AI is Driving all Infrastructure Change – Delegate Roundtable at AI Infrastructure Field Day 4
Event: AI Infrastructure Field Day 4
Appearance: Delegate Roundtable at AI Infrastructure Field Day
Company: Tech Field Day
Video Links:
- Vimeo: AI is Driving all Infrastructure Change – Delegate Roundtable at AI Infrastructure Field Day 4
- YouTube: AI is Driving all Infrastructure Change – Delegate Roundtable at AI Infrastructure Field Day 4
Personnel: Alastair Cooke
This roundtable discussion explores how the reality of artificial intelligence is driving profound shifts in infrastructure, moving beyond mere marketing labels to necessitate new, distinct approaches. Participants noted this transformative power in vendor presentations, citing Exite Labs’ massively scalable ARM architectures embedded within network interfaces and Vast’s innovative use of Bluefield DPUs, both driven by the evolving demands of AI. The conversation highlighted AI’s role as a significant driver of innovation in networking, pushing traditional Ethernet to the forefront over InfiniBand for HPC, and accelerating the development of smarter NICs and HBAs to support AI workflows.
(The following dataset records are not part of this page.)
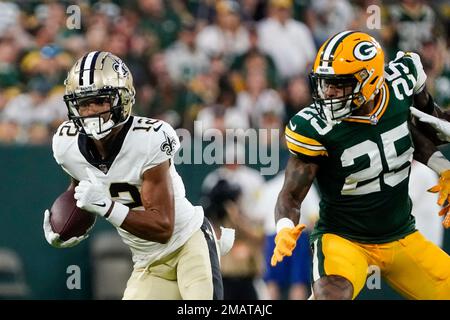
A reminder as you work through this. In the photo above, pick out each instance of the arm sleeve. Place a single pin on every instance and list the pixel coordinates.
(163, 145)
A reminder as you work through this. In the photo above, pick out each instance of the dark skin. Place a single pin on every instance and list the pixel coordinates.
(300, 175)
(156, 222)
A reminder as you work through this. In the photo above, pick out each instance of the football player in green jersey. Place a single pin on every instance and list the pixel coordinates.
(357, 141)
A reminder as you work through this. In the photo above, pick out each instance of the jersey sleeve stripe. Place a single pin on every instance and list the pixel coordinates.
(297, 149)
(305, 145)
(298, 137)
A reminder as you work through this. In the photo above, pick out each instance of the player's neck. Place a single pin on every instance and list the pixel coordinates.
(366, 108)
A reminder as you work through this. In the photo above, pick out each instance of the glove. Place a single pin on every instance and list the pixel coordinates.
(285, 242)
(53, 238)
(443, 187)
(92, 196)
(442, 127)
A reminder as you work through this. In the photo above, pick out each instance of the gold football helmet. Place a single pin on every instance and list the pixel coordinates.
(99, 77)
(352, 61)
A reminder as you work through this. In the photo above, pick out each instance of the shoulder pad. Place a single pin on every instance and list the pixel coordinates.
(304, 132)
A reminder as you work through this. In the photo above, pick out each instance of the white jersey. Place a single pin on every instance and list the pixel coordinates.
(143, 143)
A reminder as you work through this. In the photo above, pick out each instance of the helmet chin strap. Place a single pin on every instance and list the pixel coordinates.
(92, 126)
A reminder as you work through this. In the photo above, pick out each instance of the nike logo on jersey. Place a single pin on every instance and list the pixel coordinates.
(293, 127)
(100, 204)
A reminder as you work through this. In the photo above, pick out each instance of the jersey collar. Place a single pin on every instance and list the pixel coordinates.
(378, 110)
(90, 153)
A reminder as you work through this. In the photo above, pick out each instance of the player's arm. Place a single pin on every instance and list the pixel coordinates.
(156, 222)
(298, 179)
(52, 237)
A significant shift observed was the increasing emphasis on AI inferencing over training. This pivot indicates the practical application of AI in real-world scenarios, with enterprises actively deploying AI solutions. However, delegates recognized that building inference is not the final stage; it requires sophisticated application delivery and load balancing that, while familiar in concept, now demands context switching based on specific AI prompts or models. Parallels were drawn to historical architectural migrations, suggesting that AI is reaching a maturity where it’s integrated into applications for mainstream business value, moving away from being a “solution in search of a problem.” This evolution also sees a mix of large language models for general tasks and specialized, smaller language models (SLMs) for specific business applications, as exemplified by Forward Networks’ approach to distribute intelligence.
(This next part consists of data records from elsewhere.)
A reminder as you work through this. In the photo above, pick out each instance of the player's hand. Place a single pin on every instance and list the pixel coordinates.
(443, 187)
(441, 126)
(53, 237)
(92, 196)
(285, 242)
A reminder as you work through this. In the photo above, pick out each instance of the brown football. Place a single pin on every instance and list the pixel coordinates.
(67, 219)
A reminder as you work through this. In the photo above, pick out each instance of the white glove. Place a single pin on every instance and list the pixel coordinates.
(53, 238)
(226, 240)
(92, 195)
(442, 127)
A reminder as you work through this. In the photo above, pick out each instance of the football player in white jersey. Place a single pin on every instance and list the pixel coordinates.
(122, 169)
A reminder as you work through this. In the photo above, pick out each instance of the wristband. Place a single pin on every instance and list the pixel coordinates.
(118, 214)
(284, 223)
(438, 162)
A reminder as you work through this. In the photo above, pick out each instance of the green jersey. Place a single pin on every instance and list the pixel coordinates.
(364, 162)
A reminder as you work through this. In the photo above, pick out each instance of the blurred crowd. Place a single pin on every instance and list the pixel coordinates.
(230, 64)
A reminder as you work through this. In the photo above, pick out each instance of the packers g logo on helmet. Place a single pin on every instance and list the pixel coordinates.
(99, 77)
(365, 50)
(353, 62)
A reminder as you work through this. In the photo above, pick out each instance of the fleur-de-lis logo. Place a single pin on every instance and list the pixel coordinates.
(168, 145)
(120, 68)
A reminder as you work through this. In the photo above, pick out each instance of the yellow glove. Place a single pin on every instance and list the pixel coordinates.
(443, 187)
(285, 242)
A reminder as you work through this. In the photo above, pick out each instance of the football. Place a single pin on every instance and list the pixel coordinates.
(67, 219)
The discussion also touched on the critical role of human oversight and trust in AI systems, particularly in regulated environments, likening it to the gradual adoption of automation seen in systems such as VMware vSphere’s Dynamic Resource Scheduler. While AI is undeniably accelerating the scale and speed of innovation in networking and storage, some elements resonate with “everything old is new again,” as past concepts like offload engines and advanced storage architectures are being repurposed at an unprecedented scale. There was a debate on whether AI *drives* innovation or simply provides a compelling use case for existing “cool tech” that previously lacked widespread application. Looking ahead, AI is poised to become the “killer app for the edge,” driven by the high cost and time required to move large datasets, pushing processing closer to data generation. This necessitates new infrastructure designs for smaller, distributed AI clusters, creating opportunities for greenfield builds and challenging architects to bridge the gap between massive data center deployments and efficient, localized AI.